The Gone One

She was a woman who had contempt for women and was easily frustrated by her body—cramps, its tendency to fat, its sensitivity to cold. She came like a man: quickly, usually before him. She spoke plainly when she wanted time to herself, and was good at sending him away, not just when she was angry, but when she was tired, or stressed.


She quit her teaching job in the same way: bluntly, almost accusing. Lesson-planning and calling parents cut into her evenings and weekends; she had no time to “write.” She thought it would be easy to find a desk job, not entry-level and not management. He admired her decision, her ability to leave her career behind. Her writing, so rare and ornamental when she’d had a regular paycheck, after weeks of temping and false leads, seemed like a petty thing to tinker at.


He tried to make plans for the few nights she was free, but she would come home, wash her face, and crawl into bed, hair sticking to her wet forehead. He couldn’t even get her out on Halloween. He understood, he told her; she hadn’t had a night off in weeks. Privately, though, he felt she could have rallied for their holiday. Last year, still new to each other, they had stood and watched the parade, making out through most of it. He had worn goggles and a cape and too-small footed pajamas that swelled in front as he pressed against her.


They argued; about the clutter she left strewn around, the cooking she never reciprocated, the sex they never had. He summoned memories of old girlfriends for relief: the girl he’d hooked up with while he backpacked through Slovenia, girls he’d brought home from parties in college. Tank-topped and smiling, they never gained weight, never cluttered his space with socks or unopened mail.

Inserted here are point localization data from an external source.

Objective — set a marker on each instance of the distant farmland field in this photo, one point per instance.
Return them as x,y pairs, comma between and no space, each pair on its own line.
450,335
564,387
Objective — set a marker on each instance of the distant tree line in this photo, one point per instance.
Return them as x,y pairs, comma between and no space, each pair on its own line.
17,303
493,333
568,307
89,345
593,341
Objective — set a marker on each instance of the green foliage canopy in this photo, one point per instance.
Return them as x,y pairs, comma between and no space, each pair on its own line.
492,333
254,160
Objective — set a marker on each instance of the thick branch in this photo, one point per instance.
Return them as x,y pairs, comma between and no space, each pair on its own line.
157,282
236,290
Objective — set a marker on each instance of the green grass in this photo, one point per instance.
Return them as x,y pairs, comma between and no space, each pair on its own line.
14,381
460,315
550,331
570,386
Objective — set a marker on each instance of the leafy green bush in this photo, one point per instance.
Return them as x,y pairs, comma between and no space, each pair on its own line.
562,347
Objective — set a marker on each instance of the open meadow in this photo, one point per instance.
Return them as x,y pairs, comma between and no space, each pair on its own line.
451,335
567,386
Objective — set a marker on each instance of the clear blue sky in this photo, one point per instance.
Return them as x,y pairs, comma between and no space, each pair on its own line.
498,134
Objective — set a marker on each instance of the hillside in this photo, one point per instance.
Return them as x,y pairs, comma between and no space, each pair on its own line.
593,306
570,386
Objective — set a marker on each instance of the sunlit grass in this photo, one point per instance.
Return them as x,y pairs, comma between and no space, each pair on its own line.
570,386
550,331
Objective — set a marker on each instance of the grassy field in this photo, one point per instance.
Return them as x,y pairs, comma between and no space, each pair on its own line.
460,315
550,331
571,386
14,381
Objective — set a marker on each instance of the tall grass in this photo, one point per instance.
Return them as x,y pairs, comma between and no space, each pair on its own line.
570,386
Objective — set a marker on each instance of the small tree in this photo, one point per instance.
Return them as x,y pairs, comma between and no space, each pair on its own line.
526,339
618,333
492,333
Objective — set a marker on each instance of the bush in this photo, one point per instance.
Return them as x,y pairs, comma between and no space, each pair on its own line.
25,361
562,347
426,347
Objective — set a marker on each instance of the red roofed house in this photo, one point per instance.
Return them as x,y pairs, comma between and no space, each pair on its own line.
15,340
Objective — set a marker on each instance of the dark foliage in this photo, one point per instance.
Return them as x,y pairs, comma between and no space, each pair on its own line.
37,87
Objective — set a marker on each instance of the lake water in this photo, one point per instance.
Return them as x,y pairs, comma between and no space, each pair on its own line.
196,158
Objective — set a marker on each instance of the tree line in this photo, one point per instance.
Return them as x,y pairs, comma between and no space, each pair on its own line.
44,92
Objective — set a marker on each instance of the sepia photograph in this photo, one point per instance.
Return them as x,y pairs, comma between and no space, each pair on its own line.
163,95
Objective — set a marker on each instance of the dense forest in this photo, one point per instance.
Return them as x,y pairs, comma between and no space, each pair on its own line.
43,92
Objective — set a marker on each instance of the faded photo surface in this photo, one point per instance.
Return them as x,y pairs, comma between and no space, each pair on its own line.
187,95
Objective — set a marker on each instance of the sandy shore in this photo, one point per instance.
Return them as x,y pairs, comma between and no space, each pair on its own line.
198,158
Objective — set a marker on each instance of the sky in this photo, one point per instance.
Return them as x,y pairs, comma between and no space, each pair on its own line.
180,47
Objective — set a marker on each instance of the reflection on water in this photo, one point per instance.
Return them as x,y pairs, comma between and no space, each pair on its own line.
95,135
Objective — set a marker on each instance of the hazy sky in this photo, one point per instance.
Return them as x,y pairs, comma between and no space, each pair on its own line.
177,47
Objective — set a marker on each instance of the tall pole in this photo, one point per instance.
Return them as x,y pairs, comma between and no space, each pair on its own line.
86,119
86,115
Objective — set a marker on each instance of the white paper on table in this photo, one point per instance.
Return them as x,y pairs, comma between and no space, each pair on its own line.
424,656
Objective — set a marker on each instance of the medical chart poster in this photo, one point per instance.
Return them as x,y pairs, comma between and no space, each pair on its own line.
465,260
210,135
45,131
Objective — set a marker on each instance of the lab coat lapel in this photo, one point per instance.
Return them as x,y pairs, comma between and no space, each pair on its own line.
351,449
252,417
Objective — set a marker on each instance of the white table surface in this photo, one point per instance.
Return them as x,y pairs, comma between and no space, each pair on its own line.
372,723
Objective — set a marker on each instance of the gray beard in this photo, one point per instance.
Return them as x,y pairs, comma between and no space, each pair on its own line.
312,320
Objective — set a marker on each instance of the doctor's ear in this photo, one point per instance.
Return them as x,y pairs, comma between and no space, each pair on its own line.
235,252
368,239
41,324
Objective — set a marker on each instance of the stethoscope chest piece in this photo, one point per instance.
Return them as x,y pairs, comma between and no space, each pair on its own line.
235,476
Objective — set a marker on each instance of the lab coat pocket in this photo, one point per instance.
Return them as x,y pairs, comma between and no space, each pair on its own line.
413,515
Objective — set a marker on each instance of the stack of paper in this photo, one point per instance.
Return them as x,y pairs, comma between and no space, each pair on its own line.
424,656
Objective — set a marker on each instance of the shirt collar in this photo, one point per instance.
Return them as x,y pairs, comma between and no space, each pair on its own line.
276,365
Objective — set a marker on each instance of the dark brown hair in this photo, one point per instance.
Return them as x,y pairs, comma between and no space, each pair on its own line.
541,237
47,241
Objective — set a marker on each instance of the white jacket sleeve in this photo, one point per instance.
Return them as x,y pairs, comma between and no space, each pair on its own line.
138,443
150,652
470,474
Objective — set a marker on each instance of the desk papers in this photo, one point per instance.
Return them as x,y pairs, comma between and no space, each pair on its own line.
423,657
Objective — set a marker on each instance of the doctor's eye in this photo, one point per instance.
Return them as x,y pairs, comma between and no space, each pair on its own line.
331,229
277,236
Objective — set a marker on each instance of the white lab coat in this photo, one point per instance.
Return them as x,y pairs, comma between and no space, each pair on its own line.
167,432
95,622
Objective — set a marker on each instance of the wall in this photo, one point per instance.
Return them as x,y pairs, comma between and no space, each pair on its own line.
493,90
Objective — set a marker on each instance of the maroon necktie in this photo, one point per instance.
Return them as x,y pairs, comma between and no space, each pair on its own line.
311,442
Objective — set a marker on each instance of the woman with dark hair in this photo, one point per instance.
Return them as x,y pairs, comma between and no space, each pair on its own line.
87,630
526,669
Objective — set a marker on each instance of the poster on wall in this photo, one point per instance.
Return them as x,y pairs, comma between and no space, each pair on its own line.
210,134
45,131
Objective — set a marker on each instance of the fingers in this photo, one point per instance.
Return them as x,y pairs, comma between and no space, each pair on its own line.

They just accepted the frothy plastic cups he brought them and folded pliantly under him, disappearing in the morning, grateful and ungrudging.


Out of loyalty, he tried to use them only as supplements: her face and old self with the other’s legs, in place of the less-solid ones she folded under her as she scarfed a late dinner. His heart still lifted when she came home, hoping she’d have some good news that day.


But her face was always crumpled by the packed trains or some slight at work. He wasn’t always sorry when she went to bed, leaving him to his movies or whatever work he’d dragged home. As she receded from him, the girls in his memory became more and more lifelike. He made a game of recalling details about them: their favorite foods and books, their sisters’ names, the particular clench of each as he slid inside them. He began to feel like a collector, mulling over the impossible loops of his ex’s Celtic tattoo or the smell of that raver girl’s neck inside its neon orbit. They weren’t her at her best—not by a long shot—but she was almost unrecognizable now, her prettiness cloaked by exhaustion and bad food, her sense of humor choked.


He looked over at her, barely visible under the bedspread. At least she was safe and warm for another night. He would wait out her infirmity, sustained by the lean, lively golems who smiled on him, eerie and pleasing, like a candle out the mouth of a carved pumpkin.